An item on the website of Conservation Magazine describes how best to buy ecosystem services. It distinguishes “payments for action” from “payments for results”.
Farmers in Europe, it says, are paid to mow their hayfields to create habitat for birds, and get the cash regardless of how many birds use the grasslands. That’s payment for action.
In Cambodia, by contrast, villagers are paid to conserve forests, “but only if visiting birdwatchers see certain unusual species”. Payment for results.
Most current schemes to pay for ecosystem services apparently reward actions, rather than results. But which method actually delivers better results?
In general, “payment by action is favored where there is a clear action” that will clearly benefit biodiversity and is relatively easy to measure, they concluded. So paying to increase wetland habitat for birds known to frequent marshes would make sense.
In contrast, in degraded landscapes, or in places where conservationists aren’t sure which actions will bring the most benefit, it might make more sense to pay for results.
The conclusions emerge not from any kind of field study but from a theoretical model “consisting of one conservation agency, one land manager and one patch of habitat. The model assumed that the land manager wanted to maximize income from the patch. The agency, meanwhile, had a limited budget and wanted to get the biggest biodiversity boost for its buck.”
How to apply this to on-farm conservation of agricultural biodiversity? It’s complex. Research is currently going on at Bioversity and elsewhere, with some nifty approaches that, for example, allow different communities to bid for the payments, establishing a market that economist Adam Drucker says allows you to get more conservation for the same amount of money. He has also been exploring the tensions between economic efficiency and social equity; do members of the community resent some being paid more than others for the “same” conservation. A peer-reviewed journal has accepted a paper for publication; we’ll bring you news of an “easier” version of the story when we have it.

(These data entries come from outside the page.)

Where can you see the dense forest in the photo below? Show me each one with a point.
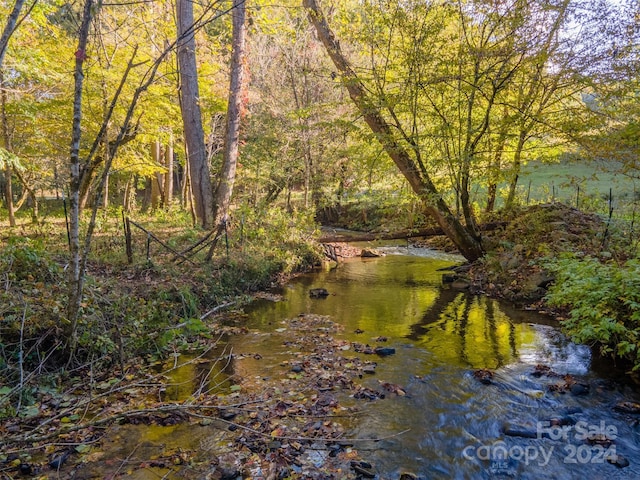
(160, 160)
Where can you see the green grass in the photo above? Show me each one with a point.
(585, 185)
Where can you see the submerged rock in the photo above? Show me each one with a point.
(618, 460)
(627, 407)
(514, 430)
(483, 375)
(363, 469)
(370, 253)
(318, 293)
(384, 351)
(579, 389)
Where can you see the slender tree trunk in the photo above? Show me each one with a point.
(9, 28)
(76, 279)
(167, 188)
(234, 114)
(157, 177)
(515, 169)
(192, 118)
(8, 170)
(468, 245)
(495, 168)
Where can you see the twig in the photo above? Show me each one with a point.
(216, 309)
(125, 461)
(151, 235)
(304, 439)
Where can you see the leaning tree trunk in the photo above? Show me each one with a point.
(8, 169)
(468, 245)
(234, 113)
(76, 279)
(201, 187)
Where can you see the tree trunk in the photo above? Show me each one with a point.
(8, 170)
(192, 117)
(157, 177)
(167, 188)
(9, 28)
(76, 278)
(515, 172)
(234, 114)
(468, 245)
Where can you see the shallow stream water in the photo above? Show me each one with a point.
(449, 425)
(454, 425)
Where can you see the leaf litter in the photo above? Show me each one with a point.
(293, 426)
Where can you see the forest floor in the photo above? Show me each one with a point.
(60, 426)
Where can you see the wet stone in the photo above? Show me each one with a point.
(363, 468)
(318, 293)
(483, 375)
(369, 368)
(514, 430)
(384, 351)
(627, 407)
(579, 389)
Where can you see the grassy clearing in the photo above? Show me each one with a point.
(580, 184)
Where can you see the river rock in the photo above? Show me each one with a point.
(318, 293)
(369, 368)
(618, 460)
(384, 351)
(407, 476)
(460, 285)
(363, 468)
(579, 389)
(627, 407)
(449, 277)
(370, 253)
(483, 375)
(514, 430)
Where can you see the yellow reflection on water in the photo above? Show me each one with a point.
(474, 332)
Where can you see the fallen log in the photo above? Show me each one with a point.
(419, 232)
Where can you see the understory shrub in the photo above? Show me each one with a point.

I am a bit at sea as to just how we got into the situation of paying farmers to conserve their own genetic resources, especially as the money could be better spent on evaluation of existing and future ex-situ collections and breeding (of benefit to all). If local varieties are of value to farmers then farmers will maintain them out of self-interest. If on-farm maintenance is of wider value, then the wider community might pay for it. But are there any details whatever of varieties conserved on farm that have developed (evolved) characters of wider use to the global community that were not present at the beginning of the project? Surely a review of this question is needed across all past on-farm projects. If nothing new and useful evolves within the term of the project, collection, ex-situ maintenance, and of-farm evaluation would be more useful. I remember the fanfare of the Community Biodiversity Development and Conservation Programme (CBDC). What were the results? I suggest not much. Unless features of subsequent value evolve under on-farm conservation (and can be recognized) project funding may actually hold back development by preventing the ingress and adoption of new varieties and crops.

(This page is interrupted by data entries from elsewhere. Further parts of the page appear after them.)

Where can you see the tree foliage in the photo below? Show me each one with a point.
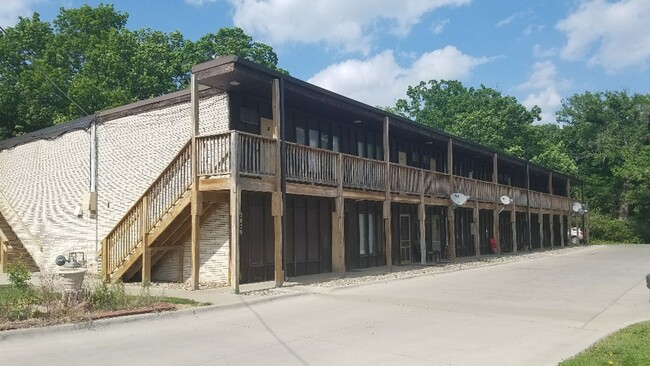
(486, 116)
(608, 135)
(603, 137)
(88, 54)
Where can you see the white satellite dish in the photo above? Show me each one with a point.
(505, 200)
(577, 207)
(458, 199)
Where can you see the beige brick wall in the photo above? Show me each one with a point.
(214, 252)
(44, 180)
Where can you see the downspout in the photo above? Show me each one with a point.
(283, 176)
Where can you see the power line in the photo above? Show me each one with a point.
(50, 80)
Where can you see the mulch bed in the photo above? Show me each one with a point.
(85, 316)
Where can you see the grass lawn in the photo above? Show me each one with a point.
(35, 306)
(629, 346)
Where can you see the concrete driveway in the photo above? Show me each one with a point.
(531, 312)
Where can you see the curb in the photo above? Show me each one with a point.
(103, 323)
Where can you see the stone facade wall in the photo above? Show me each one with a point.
(214, 252)
(45, 180)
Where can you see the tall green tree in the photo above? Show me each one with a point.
(608, 134)
(486, 116)
(89, 56)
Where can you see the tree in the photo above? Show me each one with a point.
(487, 117)
(87, 55)
(608, 134)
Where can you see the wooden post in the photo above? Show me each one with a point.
(3, 254)
(530, 227)
(451, 219)
(422, 218)
(181, 260)
(387, 214)
(278, 204)
(540, 217)
(106, 261)
(477, 231)
(551, 220)
(195, 194)
(451, 209)
(338, 221)
(235, 212)
(585, 223)
(144, 231)
(495, 212)
(513, 223)
(562, 233)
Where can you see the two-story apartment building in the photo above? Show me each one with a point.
(253, 175)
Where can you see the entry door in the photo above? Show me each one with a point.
(405, 238)
(435, 233)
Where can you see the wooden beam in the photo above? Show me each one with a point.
(214, 184)
(477, 231)
(144, 231)
(387, 212)
(551, 220)
(277, 194)
(495, 165)
(311, 190)
(235, 211)
(106, 276)
(540, 217)
(422, 220)
(195, 193)
(530, 227)
(338, 222)
(495, 230)
(255, 185)
(181, 264)
(451, 220)
(562, 232)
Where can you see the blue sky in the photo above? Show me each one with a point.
(372, 50)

And in-situ wildlife conservation should not be a model or partner for crop genetic resources. The mega-buck agencies in developed countries are not interested in farmers and farming – quite the reverse. Until recently farmers have been thrown out of vast swathes of protected areas at unknown cost to crop genetic erosion. And there are malign side effects – the `Rachel Carson’ effect with up to millions of people dead of malaria to conserve birds migrating to North America. Nobody died or starved because of ex-situ crop genetic resource conservation.
The main reason to pay farmers to conserve local biodiversity is, I believe, to help them make longer-term decisions. I think past experience suggests that, offered a go-go package of seeds, fertilizers etc farmers adopt it. They’re not stupid, after all. But if and when the package fails to deliver on its promises, the local varieties they grew before have vanished. And the go-go packages seldom if ever collect what the farmers have, just in case it needs to be given back to them.
Personally, I don’t care for the continued evolution angle, but it can’t hurt either.